SINGAPORE: The Monetary Authority of Singapore is considering more ways to protect consumers who trade cryptocurrencies, joining a push by policymakers and financial regulators across the globe aimed at mitigating the risks of the sector, which remains largely unregulated.
The MAS’ new rules may include customer suitability tests and cutting the use of leverage and credit facilities by retail investors for trading these digital assets, managing director Ravi Menon said in a speech on Monday, elaborating on earlier remarks that authorities were planning to expand rules in the sector. It plans to publicly consult on the proposals by October, he said.

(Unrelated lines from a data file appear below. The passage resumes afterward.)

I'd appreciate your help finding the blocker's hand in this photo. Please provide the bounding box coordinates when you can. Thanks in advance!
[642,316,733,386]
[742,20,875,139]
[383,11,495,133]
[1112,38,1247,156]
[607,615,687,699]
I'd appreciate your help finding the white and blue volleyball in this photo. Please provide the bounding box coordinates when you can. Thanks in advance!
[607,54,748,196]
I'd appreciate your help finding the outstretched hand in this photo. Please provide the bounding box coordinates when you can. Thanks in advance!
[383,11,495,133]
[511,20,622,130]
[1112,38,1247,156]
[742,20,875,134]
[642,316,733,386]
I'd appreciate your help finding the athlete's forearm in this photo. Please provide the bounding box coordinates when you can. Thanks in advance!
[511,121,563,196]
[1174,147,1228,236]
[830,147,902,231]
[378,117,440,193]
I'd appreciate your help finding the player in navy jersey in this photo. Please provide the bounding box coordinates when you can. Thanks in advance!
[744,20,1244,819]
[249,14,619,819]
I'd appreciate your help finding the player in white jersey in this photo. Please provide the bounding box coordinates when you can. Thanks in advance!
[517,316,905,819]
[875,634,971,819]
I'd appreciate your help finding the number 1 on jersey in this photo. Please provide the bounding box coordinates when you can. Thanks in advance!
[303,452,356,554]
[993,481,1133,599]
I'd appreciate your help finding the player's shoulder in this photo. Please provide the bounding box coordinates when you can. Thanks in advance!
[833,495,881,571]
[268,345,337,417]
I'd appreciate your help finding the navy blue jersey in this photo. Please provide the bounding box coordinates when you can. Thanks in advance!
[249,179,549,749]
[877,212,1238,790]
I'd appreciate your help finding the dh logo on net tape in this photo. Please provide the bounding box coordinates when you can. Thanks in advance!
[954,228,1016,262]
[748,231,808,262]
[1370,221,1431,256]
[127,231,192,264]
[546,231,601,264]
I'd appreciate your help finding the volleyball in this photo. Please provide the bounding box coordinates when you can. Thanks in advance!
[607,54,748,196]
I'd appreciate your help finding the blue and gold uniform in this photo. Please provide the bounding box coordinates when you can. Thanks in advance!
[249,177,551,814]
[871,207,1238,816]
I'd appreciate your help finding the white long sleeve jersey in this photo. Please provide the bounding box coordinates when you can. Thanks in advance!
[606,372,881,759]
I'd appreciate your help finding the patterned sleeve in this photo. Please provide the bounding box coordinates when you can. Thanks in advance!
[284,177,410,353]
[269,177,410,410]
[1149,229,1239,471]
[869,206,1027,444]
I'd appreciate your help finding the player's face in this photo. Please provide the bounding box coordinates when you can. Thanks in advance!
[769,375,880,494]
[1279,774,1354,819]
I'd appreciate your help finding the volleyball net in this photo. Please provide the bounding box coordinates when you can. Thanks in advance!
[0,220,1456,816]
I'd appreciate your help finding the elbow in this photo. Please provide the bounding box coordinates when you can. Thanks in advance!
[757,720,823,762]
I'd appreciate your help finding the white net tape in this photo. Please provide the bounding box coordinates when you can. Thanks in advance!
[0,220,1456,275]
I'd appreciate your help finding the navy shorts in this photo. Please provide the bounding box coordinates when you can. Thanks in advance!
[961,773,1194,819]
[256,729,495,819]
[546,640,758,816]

“Banning retail access to cryptocurrencies is not likely to work. The cryptocurrency world is borderless.” Menon said in front of a room of more than 50 industry players, with the event also streamed online. “There is greater impetus now among global regulators to enhance regulations in this space. MAS will also do so.”
The pitfalls of such lack of oversight globally have come sharply into focus over the past few months, with a series of high-profile company failures triggering and exacerbating a US$2 trillion market meltdown.

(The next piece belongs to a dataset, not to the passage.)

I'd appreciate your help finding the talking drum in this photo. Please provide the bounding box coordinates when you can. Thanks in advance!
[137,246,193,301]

Singapore’s regime for crypto companies has garnered particular attention, given that several entities including disgraced hedge fund Three Arrows Capital and platforms Vauld, Zipmex and Hodlnaut, operated out of the country.
Menon reiterated a stance that cryptocurrencies’ volatility makes them unsuitable for use as money and “highly hazardous” for retail investors. Tokenisation and distributed ledgers, that record the ownership and transfer of ownership of digital assets, offer economic potential however, he said.
MAS had already started tightening crypto investments rules early this year when it required virtual-asset providers to be licensed locally even if they only do business overseas.
The central bank further stepped up scrutiny of the sector in recent weeks, sending a questionnaire to some applicants and holders of its digital-payments license seeking highly granular information about their business activity and holdings.
Singapore was early to study blockchain technology and tout its ambitions as a crypto hub. It is now trying to achieve a delicate balance between encouraging blockchain innovation and protecting investors from some of the risks of participating in a nascent market. So far more than 10 entities have permits to operate as digital service token providers out of nearly 200 applicants.